10. codex_cli/ - HIGH

  • Undocumented Items: 24
  • Files: 2
  • Coverage: 7.7%
  • Priority: P0
  • Rationale: User-facing CLI, poor coverage
  • Effort: ~2 pre-commits

LOW PRIORITY (Phases 7-8 or Phase 6)

Well-Documented Packages (>90% coverage):

  • cognitive_brain/ - 97.7% ✅
  • context_management/ - 99.6% ✅
  • zendesk/ - 93.6% ✅
  • ingestion/ - 88.2% ✅
  • agent/ - 89.3% ✅
  • security/ - 84.0% ✅

These packages serve as examples of good documentation and can be used as templates.

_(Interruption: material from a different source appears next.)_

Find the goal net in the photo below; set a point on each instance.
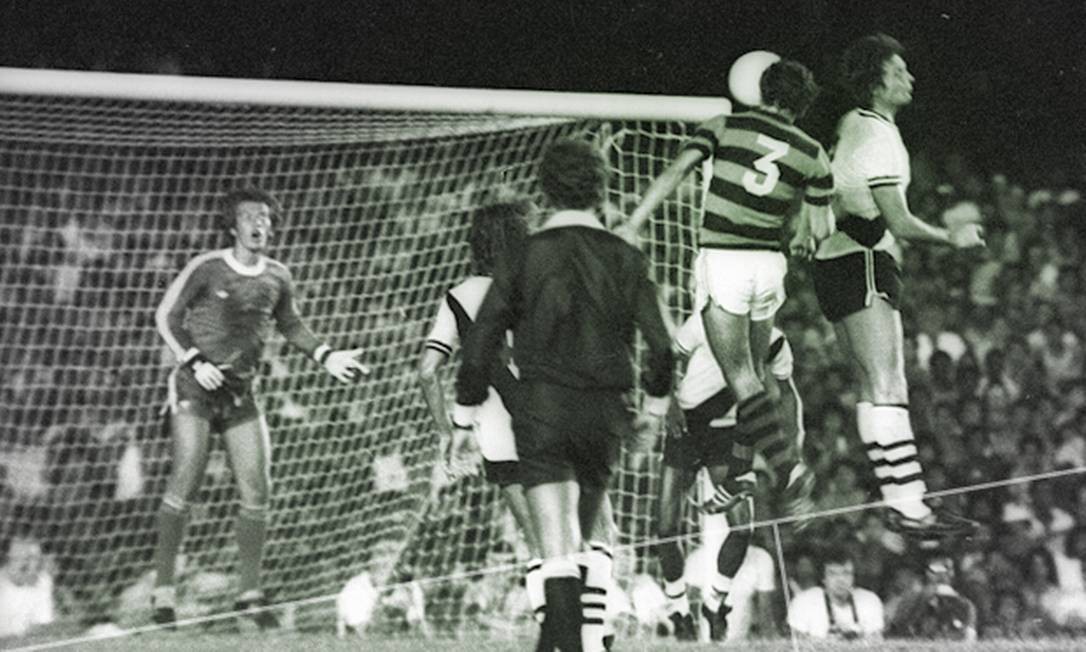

FOCUSED STRATEGY: 80/20 RULE

Top 5 Packages Account for 80% of Work

Package Undocumented % of Total Cumulative
codex_ml 1,940 58.7% 58.7%
codex 551 16.7% 75.4%
training 130 3.9% 79.3%
mcp 123 3.7% 83.0%
hhg_logistics 57 1.7% 84.7%

Recommendation: Focus 80% of Phase 5 effort on these 5 packages.


PHASE BREAKDOWN

Phases 1-2: Foundation & Quick Wins

  • codex_audit/ (3 pre-commits) - Zero to 90%
  • codex_harness/ (3 pre-commits) - 6% to 90%
  • codex_cli/ (2 pre-commits) - 8% to 95%
  • Training package core (11 pre-commits) - 36% to 80%
  • Start codex_ml/data/ (20 pre-commits)

Total: 39 pre-commits
Impact: 3 packages to >90%, training to 80%

Phases 3-4: codex_ml Deep Dive

  • codex_ml/modeling/ (40 pre-commits)
  • codex_ml/training/ (30 pre-commits)
  • codex_ml/data/ (continued, 30 pre-commits)

Total: 100 pre-commits
Impact: Core ML components documented

Phases 5-6: codex Package & MCP

  • codex/rag/ (15 pre-commits)
  • codex/zendesk/ (10 pre-commits)
  • codex/plans/ (10 pre-commits)
  • mcp/ (10 pre-commits)
  • Tutorial creation (21 pre-commits)

Total: 66 pre-commits
Impact: Main packages to 90%+, tutorials complete

Phases 7-8: Polish & Remaining

  • codex_ml/remaining (30 pre-commits)
  • tokenization/ (3 pre-commits)
  • common/ (4 pre-commits)
  • hhg_logistics/ (5 pre-commits)
  • Link fixes & API reference (25 pre-commits)

Total: 67 pre-commits
Impact: All P0/P1 complete, docs polished


PACKAGE-SPECIFIC DOCUMENTATION TEMPLATES

For ML Packages (codex_ml, training)

"""Machine learning model training utilities.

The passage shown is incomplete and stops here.